This was with my former partner and colleague, David Shaler, who was the primary whistleblower.
Oh yeah, I remember that!
Yeah, yeah.
We literally went on the run around Europe for a month and we had to live in hiding in a remote French farmhouse.
What was it like?
It was terrifying.
I mean, there's nothing like being hunted by, you know, the secret police and MI5 across Europe.
No, I suppose not.
Was the atmosphere quite charged if you're in a farmhouse with David Shailer and you feel like you're being hunted?
I don't mean to be rude, but didn't it feel like, God, my life's fantastic!
Or did it feel like, oh no, I'm going to die?
A little bit of both.
It was a very primitive French farmhouse as well.
No heating, no TV, no car, no nothing.
So we were pretty much stuck there.
A bit like Withnow and I. Yeah.
Very good film, that.
Yeah, yeah, I love that.
Hey, listen though, I don't want to get pulled into that area because wasn't there a plan to assassinate Gaddafi and wasn't that one of the things that you revealed?

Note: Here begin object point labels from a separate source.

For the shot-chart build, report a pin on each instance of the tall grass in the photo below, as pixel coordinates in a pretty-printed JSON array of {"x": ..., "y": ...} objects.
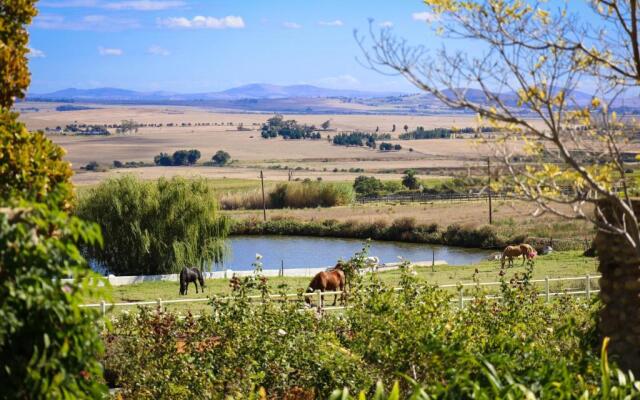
[
  {"x": 404, "y": 229},
  {"x": 292, "y": 195}
]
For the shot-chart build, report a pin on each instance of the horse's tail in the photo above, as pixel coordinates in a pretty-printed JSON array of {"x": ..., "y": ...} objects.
[
  {"x": 183, "y": 279},
  {"x": 200, "y": 276}
]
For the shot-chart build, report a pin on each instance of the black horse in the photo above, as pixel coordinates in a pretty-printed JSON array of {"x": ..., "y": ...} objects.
[{"x": 188, "y": 275}]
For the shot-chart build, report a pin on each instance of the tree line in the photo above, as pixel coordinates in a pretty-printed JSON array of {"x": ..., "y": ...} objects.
[
  {"x": 442, "y": 133},
  {"x": 359, "y": 139},
  {"x": 288, "y": 129},
  {"x": 190, "y": 157}
]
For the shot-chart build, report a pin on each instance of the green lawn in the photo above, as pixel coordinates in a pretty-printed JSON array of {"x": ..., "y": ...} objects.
[{"x": 560, "y": 264}]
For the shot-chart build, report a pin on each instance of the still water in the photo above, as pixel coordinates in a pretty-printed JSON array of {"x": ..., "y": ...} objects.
[{"x": 300, "y": 252}]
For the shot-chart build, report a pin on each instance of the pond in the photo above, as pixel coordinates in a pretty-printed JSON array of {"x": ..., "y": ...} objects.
[{"x": 301, "y": 252}]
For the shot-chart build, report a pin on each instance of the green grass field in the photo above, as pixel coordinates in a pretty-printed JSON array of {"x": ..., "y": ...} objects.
[{"x": 560, "y": 264}]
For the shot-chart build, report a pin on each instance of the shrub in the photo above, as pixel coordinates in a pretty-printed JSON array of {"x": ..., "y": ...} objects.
[
  {"x": 155, "y": 227},
  {"x": 163, "y": 159},
  {"x": 490, "y": 349},
  {"x": 221, "y": 158},
  {"x": 230, "y": 353},
  {"x": 48, "y": 344},
  {"x": 367, "y": 185},
  {"x": 180, "y": 157},
  {"x": 32, "y": 166}
]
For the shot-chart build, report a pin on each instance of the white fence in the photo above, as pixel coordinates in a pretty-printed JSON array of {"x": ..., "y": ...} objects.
[
  {"x": 290, "y": 272},
  {"x": 318, "y": 296}
]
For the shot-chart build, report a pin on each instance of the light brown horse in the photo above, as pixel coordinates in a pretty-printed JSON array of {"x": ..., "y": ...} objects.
[
  {"x": 332, "y": 280},
  {"x": 511, "y": 252}
]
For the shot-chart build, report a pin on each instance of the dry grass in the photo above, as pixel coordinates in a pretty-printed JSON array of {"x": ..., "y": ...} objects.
[
  {"x": 510, "y": 217},
  {"x": 247, "y": 148}
]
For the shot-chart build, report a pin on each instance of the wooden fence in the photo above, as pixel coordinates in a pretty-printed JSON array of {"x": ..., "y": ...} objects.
[{"x": 587, "y": 289}]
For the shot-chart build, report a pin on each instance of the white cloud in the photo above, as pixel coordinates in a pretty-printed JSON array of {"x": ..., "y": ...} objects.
[
  {"x": 35, "y": 53},
  {"x": 86, "y": 23},
  {"x": 291, "y": 25},
  {"x": 201, "y": 22},
  {"x": 139, "y": 5},
  {"x": 158, "y": 51},
  {"x": 69, "y": 4},
  {"x": 144, "y": 5},
  {"x": 337, "y": 22},
  {"x": 424, "y": 17},
  {"x": 105, "y": 51}
]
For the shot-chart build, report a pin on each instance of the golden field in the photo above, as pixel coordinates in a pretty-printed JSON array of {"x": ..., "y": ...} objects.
[{"x": 249, "y": 151}]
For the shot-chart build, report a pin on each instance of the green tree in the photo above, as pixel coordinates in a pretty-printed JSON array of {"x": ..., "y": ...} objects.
[
  {"x": 155, "y": 227},
  {"x": 543, "y": 53},
  {"x": 367, "y": 185},
  {"x": 31, "y": 166},
  {"x": 409, "y": 180},
  {"x": 221, "y": 158},
  {"x": 15, "y": 15},
  {"x": 48, "y": 345}
]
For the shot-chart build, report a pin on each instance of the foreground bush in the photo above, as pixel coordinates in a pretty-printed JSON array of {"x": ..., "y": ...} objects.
[
  {"x": 513, "y": 348},
  {"x": 31, "y": 166},
  {"x": 155, "y": 227},
  {"x": 49, "y": 345}
]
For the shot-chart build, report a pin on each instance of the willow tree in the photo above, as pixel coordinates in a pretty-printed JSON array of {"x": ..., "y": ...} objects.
[
  {"x": 536, "y": 60},
  {"x": 155, "y": 227}
]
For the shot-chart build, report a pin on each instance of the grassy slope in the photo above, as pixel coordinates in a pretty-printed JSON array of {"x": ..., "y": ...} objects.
[{"x": 554, "y": 265}]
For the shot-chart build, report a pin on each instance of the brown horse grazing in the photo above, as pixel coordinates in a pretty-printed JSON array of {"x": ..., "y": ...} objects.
[
  {"x": 511, "y": 252},
  {"x": 332, "y": 280}
]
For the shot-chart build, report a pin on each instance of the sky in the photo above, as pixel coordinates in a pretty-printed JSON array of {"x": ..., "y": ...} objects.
[{"x": 193, "y": 46}]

And I'd like to understand a little bit, if I may, what the process is like of recognising that you have powerful information and what the cost will be of revealing that information and how you undertook that decision and what kind of conversations presumably you and David had before deciding to go public with it.
It was a very long and difficult process.
It's a bit like boiling a frog.
We saw things going wrong in three different sections, and they got significantly worse, culminating in the Gaddafi plot, where MI6 funded, illegally, a branch of al-Qaeda in Libya to try and assassinate Gaddafi.
And it went wrong and killed innocent people.
Now, you can't think of anything much more heinous than that.
So we tried to raise our concerns on the inside.
And we were just told to shut up and just follow orders.
So at that point, we thought we've got to do something about this and try and create a little bit of a scandal, get people saying there must be a proper inquiry, tightening up the oversight of the spies, that sort of thing.
But we also knew that the price we pay would be very, very high.
So most whistleblowers from other sectors will lose their jobs, their professional reputations.
That's bad enough.
But if you blow the whistle on the intelligence agencies, you automatically face prison too.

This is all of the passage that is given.